Paper ID: 842
Title: Fast Second Order Stochastic Backpropagation for Variational Inference
Current Reviews

Submitted by Assigned_Reviewer_1

Q1: Comments to author(s). First provide a summary of the paper, and then address the following criteria: Quality, clarity, originality and significance. (For detailed reviewing guidelines, see http://nips.cc/PaperInformation/ReviewerInstructions)
This paper presents a scalable second-order stochastic variational inference method for models with normally distributed latent variables. In order to efficiently compute the gradient and Hessian, a representrization trick for general location-scale family is adopted with computation scales quadratically w.r.t the number of latent variables for both gradient and Hessian (in practice with diagonal Gaussian). Furthermore, Hessian-free optimization is used to account for the high dimensionality of the underlying embedded parameters. R-operator technique is used and it enables exact Hessian-vector product computation in Hessian-free optimization. L-BFGS can also be used in place of Hessian-free within the proposed framework. On the theoretical side, the paper provides a variance bound which explains why in some earlier work even only one sample from the variational distribution is sufficient to construct a noisy gradient with low variance. Experimental results are reported on both Bayesian logistic regression and variational autoencoder. The proposed Hessian-free or L-BFGS based methods understandably converge faster and to better local optima.

**Quality**

Overall the paper is of good quality with both practical and theoretical contributions. Deriving bounds is not my expertise, so I couldn't follow all of the proof for Theorem 2 in the supplementary material. But as far as I can understand, the derivation and proof seem sound. The evaluation clearly demonstrates the advantage of the proposed methods.

**Clarity**

This paper seems to be written in a hurry with some parts not clear enough. Some of the descriptions are vague (mostly in the Section 3 and 4) and probably difficult to understand without enough context - I have to interpolate the authors' intention sometimes when reading the paper. I would suggest the authors carefully proof-reading the paper and filling in more context if possible.

Detailed comments:

1. Line 113: Presumably g and H denote the gradient and Hessian of f(z) respectively, but it was never formally defined in the main paper (it is defined in supplementary material).

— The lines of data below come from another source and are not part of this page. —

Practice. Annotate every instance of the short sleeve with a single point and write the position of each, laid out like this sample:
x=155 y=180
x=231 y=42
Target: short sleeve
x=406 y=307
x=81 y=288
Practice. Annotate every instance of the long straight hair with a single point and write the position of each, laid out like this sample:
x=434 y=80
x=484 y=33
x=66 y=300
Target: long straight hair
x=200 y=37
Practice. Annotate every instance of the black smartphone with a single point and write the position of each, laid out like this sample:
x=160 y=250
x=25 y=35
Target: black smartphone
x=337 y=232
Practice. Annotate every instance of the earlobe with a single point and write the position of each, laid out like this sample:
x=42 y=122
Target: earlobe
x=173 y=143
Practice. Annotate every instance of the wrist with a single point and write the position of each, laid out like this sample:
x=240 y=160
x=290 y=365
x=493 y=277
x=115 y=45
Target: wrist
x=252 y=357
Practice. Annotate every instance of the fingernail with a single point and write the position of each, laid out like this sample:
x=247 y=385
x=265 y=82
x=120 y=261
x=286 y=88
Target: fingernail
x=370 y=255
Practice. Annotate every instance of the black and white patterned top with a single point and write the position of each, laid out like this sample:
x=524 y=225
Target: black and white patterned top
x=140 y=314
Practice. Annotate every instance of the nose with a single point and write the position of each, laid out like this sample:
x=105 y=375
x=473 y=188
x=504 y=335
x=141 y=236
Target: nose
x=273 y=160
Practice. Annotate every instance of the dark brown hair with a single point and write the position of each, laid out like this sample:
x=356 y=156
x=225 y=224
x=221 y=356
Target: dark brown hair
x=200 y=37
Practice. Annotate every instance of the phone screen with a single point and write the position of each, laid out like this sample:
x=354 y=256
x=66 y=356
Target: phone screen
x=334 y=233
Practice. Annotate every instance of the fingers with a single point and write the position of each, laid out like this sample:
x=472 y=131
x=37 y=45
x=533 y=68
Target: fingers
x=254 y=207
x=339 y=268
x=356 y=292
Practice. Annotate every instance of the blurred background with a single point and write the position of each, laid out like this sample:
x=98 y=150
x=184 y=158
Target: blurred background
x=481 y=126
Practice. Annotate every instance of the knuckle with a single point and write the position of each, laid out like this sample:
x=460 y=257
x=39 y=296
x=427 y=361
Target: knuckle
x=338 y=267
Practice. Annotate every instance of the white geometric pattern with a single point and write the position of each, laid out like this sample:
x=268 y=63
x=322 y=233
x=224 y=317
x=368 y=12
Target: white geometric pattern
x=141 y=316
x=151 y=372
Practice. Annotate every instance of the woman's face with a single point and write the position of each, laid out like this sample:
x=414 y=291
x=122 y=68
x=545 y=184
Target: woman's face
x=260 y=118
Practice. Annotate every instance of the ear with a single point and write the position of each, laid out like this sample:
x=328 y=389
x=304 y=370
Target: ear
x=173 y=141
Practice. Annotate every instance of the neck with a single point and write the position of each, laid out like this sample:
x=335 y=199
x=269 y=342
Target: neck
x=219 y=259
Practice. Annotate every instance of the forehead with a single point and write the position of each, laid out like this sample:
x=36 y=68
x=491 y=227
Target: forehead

2. Line 128: leading to an algorithmic -> (based on supplementary material) leading to an algorithmic complexity

3. Line 199: none-the-less -> nonetheless

4. Supplementary material Line 160: lawyer-wise -> layer-wise

5. Supplementary material Line 250: Should be Eq. (10) not Eq. (11).

6. For the second part of the experiment, it is not clear to me why there is running time/objective reported for both train and test. From what I understand, the variational auto-encoder is trained on the training data to learn the parameters for both the encoder and decoder networks with the proposed and competing methods. For test, you feed the test images as the input to the encoder network and reconstruct them from the output of the decoder network (as I understand this is how the images in Figure 2(b) and 3(b) are generated, the authors didn't mention anything about how they are generated). Does the fact that there is also a running time for test mean that the test data is also used to train the model? I hope not, otherwise the reconstruction results would not be reliable. We just need more context to understand the evaluation. If the space is a concern, I would suggest removing some of the introduction to BFGS and some background stuff in Section 3.

**Originality**

The proposed method is built on top of the work on stochastic gradient variational Bayesian (SGVB), which mostly only uses first-order method with adaptive learning rate tuning mechanism (e.g. AdaGrad/RMSProp). Incorporating second-order information isn't something groundbreaking but the paper presents a way to efficiently compute the gradient and Hessian, which is still fairly valuable. Furthermore, Hessian-free and L-BFGS can be applied and benefit from the efficient gradient computation. The theoretical analysis on the variance bound is very exciting work because it provides the theoretical justification for something that has been observed empirically.

**Significance**

The evaluation is reasonably thorough. Given that there isn't new algorithm/modeling innovation in this paper, reporting optimization objective v.s. time is the most convincing way to demonstrate a better optimization strategy.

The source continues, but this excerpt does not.